Collective Care

Indigenous Motherhood, Family, and HIV/AIDS

About the Book

Collective Care provides an ethnographic account of urban Indigenous life and caregiving practices in the face of Saskatchewan’s HIV epidemic. Based on a five-year study conducted in partnership with AIDS Saskatoon, the book focuses on the contrast between Indigenous values of collective kin-care and non-Indigenous models of intensive maternal care. It explores how women and men negotiate the forces of HIV to render motherhood a site of cultural meaning, personal and collective well-being, and, sometimes, individual and community despair. It also introduces readers to how HIV is Indigenized in western Canada and how all HIV-affected and -infected mothers must negotiate this cultural and racialized terrain.
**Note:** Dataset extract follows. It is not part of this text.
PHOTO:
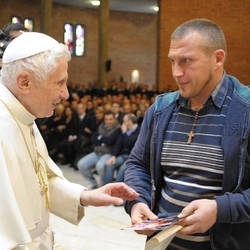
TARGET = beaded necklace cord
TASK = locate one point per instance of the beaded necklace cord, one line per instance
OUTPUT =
(191, 133)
Featuring in-depth narrative interviews, notes from participant observation in AIDS Saskatoon’s drop-in centre, and a photovoice component, this book offers an accessible account of an engaged anthropologist’s work with a community that is both vulnerable and resilient. Each chapter begins with an ethnographic vignette that introduces central concepts, including medical anthropology, syndemics, kinship, and Indigeneity, with the overall aim of humanizing those affected by HIV in western Canada and beyond.

About the Author

Pamela Downe is an Associate Professor in the Department of Archaeology and Anthropology at the University of Saskatchewan. As a medical anthropologist, her areas of expertise include infectious disease ethnography, maternal health and care, and the health repercussions of violence. Her research over the past 25 years has spanned five countries - Mexico, Costa Rica, El Salvador, Barbados, and Canada – and has been disseminated through many outlets, including Anthropologica, the Journal of the Motherhood Initiative for Research and Community Involvement, and Qualitative Inquiry (among others). She has served as Department Head (2010-15), Vice-Chair of University Council, University of Saskatchewan (2019-20), and President of the Canadian Anthropology Society (CASCA) (2018-19). She is a past recipient of CASCA’s Richard F. Salisbury Award (1993) as well as the Weaver-Tremblay Award (2011). She has also been honoured with six awards for teaching excellence throughout her career.